# Palouse Falls, monochrome



## EOBeav (Sep 17, 2011)

Palouse Falls, Monochrome by Rick.Scheibner, on Flickr


----------



## kubelik (Sep 18, 2011)

Great shot there EOB, I always like a good b+w landscape


----------



## LuCoOc (Sep 18, 2011)

nice shot!
what gear did you use and what were the settings?


----------



## EOBeav (Sep 22, 2011)

LuCoOc said:


> nice shot!
> what gear did you use and what were the settings?
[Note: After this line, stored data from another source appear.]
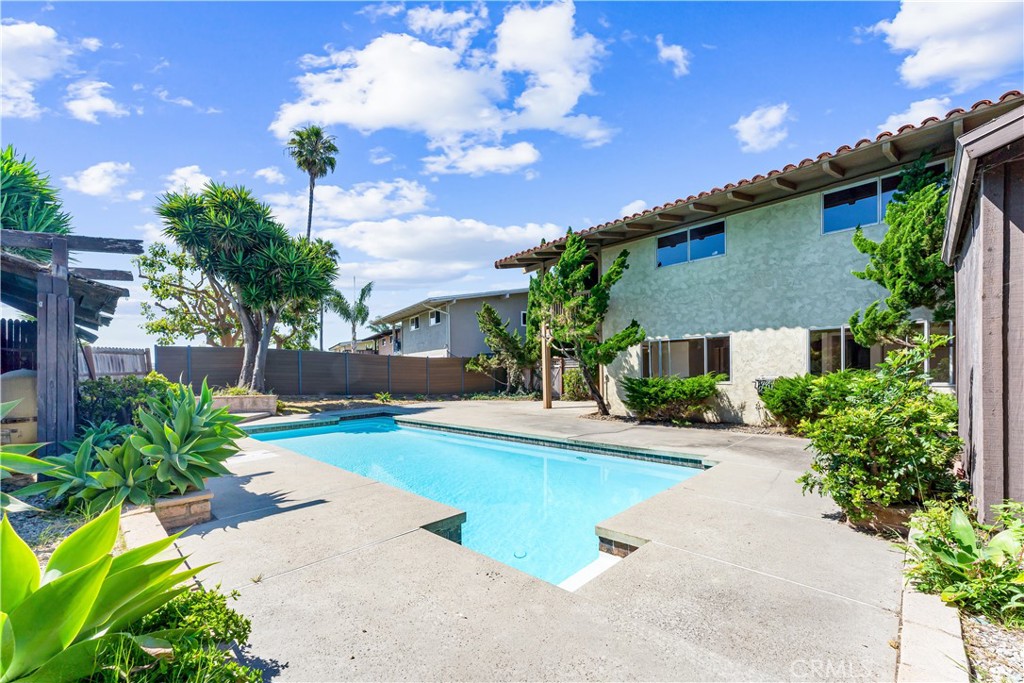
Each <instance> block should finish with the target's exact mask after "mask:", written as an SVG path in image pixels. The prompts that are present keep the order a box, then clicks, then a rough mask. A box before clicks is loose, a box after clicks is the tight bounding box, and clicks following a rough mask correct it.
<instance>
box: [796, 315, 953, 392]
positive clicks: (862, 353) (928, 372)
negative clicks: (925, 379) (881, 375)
mask: <svg viewBox="0 0 1024 683" xmlns="http://www.w3.org/2000/svg"><path fill="white" fill-rule="evenodd" d="M913 334H914V335H924V336H925V337H926V338H930V337H931V336H932V335H942V336H951V332H950V325H949V323H926V322H921V323H916V324H915V325H914V333H913ZM897 348H899V347H898V346H889V345H886V346H882V345H878V344H877V345H874V346H871V347H870V348H868V347H866V346H861V345H860V344H858V343H857V342H856V341H855V340H854V338H853V332H852V331H851V330H850V328H848V327H846V326H843V327H841V328H833V329H830V330H811V332H810V335H809V348H808V371H809V372H810V373H811V374H812V375H824V374H826V373H835V372H838V371H840V370H871V369H872V368H874V367H876V366H877V365H879V364H880V362H882V360H884V359H885V356H886V354H887V353H888V352H889V351H892V350H895V349H897ZM952 354H953V348H952V342H951V341H950V343H949V344H947V345H945V346H941V347H939V348H937V349H935V352H933V353H932V356H931V358H929V360H928V361H926V364H925V372H926V373H928V375H929V377H930V380H931V382H932V383H933V384H952V383H953V377H952V360H953V355H952Z"/></svg>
Thank you for the compliment. Let's see, what gear: 450D, 17-40mm f/4 L, and probably a polarizer. Although, under the lighting conditions, the CPF was probably of limited use, other than to prolong the shutter speed. Settings were 20 seconds at f/11 and ISO 100, 35mm focal length. I took it Halloween Evening of last year. 

Also, edited in Lighroom, then to Silver Efex Pro 2, then back to Lightroom for a couple more tweaks.


----------



## irphotorumor (Sep 22, 2011)

EOBeav,
I like that milk sipping down the dried out layers of un-spooned Nutella. 
A shot from those same falls finally found a way up on my blog:
http://irbque.blogspot.com/

My version is a little gunpowder drier . 
Cheers,
Ivan


----------